На какое-то время он забылся в тонком сне, и ему явился сам основатель обители — преподобный Савва Сторожевский. Святой ободрил игумена: «Что скорбишь, брат? Иди скорей и отвечай с дерзновением, нисколько не сомневаясь. Господь будет с тобой, помогая тебе». В ту же ночь зачинщики смуты тоже видели во сне грозного игумена Савву, который сказал им: «Для того ли вы оставили мир, чтобы в роптании совершить подвиг вашего монашества? Вы ропщете, а игумен о вас со слезами молится. Что одолеет: ваше ли роптание или отца вашего молитва? Знайте и то, дети, что в сердцах ропщущих нет ни смирения, ни благословения Божьего» ( ВМЧ. Декабрь. Дни 1–5. Стб. 76). Когда игумен с братией пришли на государев суд, то монахи были так растеряны, что не смогли ничего сказать, а настоятель Дионисий был оправдан и с честью вернулся в монастырь.

Особенная любовь к братии и постоянная забота о спасении души каждого инока отличала преподобного Евфросина Псковского. Однажды в монастырь преподобного пришел инок Конон. Он захотел остаться в монастыре и предложил святому Евфросину свое серебро в качестве вклада. Но преподобный не принимал вкладов, потому что впоследствии вкладчики начинали считать себя свободными от всяких монастырских обязанностей: не ходили в церковь, на послушания, говоря: «Я свое ем и пью». Также и в этот раз преподобный Евфросин не хотел принимать вклад, но Конон настаивал. Тогда преподобный сказал ему: «Брат, если хочешь дать нам серебро от своей милости ради Бога, то иди в церковь и положи его перед алтарем. Раз Богу принес, Ему и дай, а не нам» ( ПДПИ. Т. 173. С. 49).

Конон так и сделал, но преподобный, проницательно заметя неустойчивость характера нового инока, повелел эконому деньги не тратить и сохранить это серебро все до копейки. Давая вклад в монастырь, Конон, видимо, надеялся на какой-то почет или особые условия своего пребывания в обители. Но у преподобного Евфросина все иноки были равны, и вскоре Конон возненавидел преподобного. В один из дней он подошел к нему и сказал: «Отныне, отче, не заботься обо мне, потому что больше не хочу жить у тебя.
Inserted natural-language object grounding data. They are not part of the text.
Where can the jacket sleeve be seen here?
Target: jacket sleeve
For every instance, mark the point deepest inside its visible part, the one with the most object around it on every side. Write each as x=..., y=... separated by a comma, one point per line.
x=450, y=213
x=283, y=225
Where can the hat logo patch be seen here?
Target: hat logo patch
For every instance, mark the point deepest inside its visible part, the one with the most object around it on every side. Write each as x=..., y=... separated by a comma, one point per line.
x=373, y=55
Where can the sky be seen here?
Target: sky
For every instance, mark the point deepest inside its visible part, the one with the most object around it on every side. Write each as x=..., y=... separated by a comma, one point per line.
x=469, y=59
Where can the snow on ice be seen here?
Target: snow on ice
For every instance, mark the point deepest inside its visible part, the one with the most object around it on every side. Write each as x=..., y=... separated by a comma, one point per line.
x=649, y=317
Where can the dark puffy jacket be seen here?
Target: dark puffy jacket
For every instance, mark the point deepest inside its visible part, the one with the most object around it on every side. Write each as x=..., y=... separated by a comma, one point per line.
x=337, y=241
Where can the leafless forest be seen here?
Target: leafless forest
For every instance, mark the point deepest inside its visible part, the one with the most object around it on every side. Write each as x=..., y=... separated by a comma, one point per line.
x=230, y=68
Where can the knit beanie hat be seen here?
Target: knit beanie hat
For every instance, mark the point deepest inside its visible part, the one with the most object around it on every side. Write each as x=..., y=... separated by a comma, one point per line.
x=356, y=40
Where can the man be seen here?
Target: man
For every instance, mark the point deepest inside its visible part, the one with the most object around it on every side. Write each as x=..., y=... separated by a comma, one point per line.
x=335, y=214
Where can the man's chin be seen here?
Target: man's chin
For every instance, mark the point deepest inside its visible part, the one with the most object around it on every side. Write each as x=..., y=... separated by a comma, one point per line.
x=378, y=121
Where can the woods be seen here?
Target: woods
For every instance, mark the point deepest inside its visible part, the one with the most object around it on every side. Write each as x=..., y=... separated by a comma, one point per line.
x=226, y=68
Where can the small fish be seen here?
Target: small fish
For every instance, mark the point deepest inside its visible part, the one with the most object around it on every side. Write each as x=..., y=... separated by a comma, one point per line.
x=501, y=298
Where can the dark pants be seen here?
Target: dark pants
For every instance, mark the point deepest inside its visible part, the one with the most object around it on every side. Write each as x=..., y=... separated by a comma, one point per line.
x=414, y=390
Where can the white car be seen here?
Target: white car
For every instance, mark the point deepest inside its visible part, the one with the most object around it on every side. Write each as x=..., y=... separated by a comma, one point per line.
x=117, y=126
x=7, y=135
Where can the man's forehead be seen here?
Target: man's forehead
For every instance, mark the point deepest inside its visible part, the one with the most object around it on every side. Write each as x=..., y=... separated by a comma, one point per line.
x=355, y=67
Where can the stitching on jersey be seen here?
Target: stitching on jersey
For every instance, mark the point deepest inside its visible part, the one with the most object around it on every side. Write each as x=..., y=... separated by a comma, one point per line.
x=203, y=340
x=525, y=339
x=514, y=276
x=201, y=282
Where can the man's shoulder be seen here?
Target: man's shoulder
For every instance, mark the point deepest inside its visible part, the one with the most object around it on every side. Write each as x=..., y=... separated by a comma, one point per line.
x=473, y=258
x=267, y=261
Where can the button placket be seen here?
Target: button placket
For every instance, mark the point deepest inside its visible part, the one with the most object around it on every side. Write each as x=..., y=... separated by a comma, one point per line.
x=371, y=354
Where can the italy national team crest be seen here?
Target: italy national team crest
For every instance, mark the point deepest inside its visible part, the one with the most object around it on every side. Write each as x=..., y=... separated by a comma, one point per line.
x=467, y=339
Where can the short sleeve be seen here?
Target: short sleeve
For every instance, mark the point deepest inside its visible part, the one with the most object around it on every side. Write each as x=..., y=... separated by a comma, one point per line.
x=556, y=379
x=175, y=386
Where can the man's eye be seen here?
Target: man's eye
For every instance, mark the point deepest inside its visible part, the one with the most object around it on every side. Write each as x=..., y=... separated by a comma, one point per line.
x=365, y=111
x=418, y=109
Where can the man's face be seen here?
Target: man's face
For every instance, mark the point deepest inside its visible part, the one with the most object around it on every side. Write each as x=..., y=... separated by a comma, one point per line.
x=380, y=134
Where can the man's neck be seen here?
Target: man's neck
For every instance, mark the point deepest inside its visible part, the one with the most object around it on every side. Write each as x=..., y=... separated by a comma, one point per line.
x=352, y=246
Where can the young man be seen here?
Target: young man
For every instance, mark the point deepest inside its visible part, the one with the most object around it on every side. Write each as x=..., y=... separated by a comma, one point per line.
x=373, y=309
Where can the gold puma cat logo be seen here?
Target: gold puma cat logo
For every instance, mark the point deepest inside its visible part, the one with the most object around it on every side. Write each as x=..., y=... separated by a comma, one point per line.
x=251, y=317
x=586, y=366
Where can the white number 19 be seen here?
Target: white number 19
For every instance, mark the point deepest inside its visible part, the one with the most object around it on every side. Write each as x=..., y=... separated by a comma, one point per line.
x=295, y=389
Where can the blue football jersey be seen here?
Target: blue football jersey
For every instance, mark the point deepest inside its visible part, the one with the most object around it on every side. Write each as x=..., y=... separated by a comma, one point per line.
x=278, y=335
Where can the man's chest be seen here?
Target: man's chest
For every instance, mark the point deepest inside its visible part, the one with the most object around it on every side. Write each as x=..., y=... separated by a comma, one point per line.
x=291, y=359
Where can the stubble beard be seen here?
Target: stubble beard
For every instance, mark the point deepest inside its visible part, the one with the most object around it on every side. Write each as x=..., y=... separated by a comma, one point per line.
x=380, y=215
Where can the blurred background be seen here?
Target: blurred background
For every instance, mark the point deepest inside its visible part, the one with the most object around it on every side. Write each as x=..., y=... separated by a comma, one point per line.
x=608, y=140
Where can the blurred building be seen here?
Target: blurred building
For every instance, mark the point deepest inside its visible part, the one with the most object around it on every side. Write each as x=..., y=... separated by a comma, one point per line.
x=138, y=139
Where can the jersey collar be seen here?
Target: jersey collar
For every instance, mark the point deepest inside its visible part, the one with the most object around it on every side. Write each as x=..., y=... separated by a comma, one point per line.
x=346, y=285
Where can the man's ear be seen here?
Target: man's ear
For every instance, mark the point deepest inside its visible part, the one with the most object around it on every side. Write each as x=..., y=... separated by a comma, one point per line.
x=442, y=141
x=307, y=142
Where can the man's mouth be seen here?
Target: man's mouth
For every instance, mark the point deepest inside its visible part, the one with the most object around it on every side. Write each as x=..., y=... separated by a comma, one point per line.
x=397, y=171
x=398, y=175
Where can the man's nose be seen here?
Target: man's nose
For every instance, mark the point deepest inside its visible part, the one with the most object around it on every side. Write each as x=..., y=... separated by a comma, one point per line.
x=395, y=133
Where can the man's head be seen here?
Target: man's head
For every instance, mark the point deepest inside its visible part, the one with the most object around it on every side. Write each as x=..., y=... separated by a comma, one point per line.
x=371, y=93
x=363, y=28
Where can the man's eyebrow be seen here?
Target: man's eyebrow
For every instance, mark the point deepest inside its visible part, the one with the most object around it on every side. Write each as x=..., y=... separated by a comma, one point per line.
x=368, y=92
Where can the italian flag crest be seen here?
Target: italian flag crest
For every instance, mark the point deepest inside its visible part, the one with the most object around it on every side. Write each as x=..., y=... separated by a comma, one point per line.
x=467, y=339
Отдай мое серебро, и пойду, куда сам захочу».

Преподобному не нужно было серебро инока, и он сразу же отдал бы его, но понимал, что Конон погубит себя. И потому отказал ему: «Ты же знаешь, брат, что ты Богу отдал, у Него проси и возьми серебро свое. Меня же не беспокой, потому что я никогда не брал твое серебро у тебя» ( Там же. С. 50). Конон изменился в лице и, задохнувшись от ярости, ничего не сказал. Молча он ушел в свою келью, но отныне все его мысли были заняты только одним — как бы отомстить преподобному.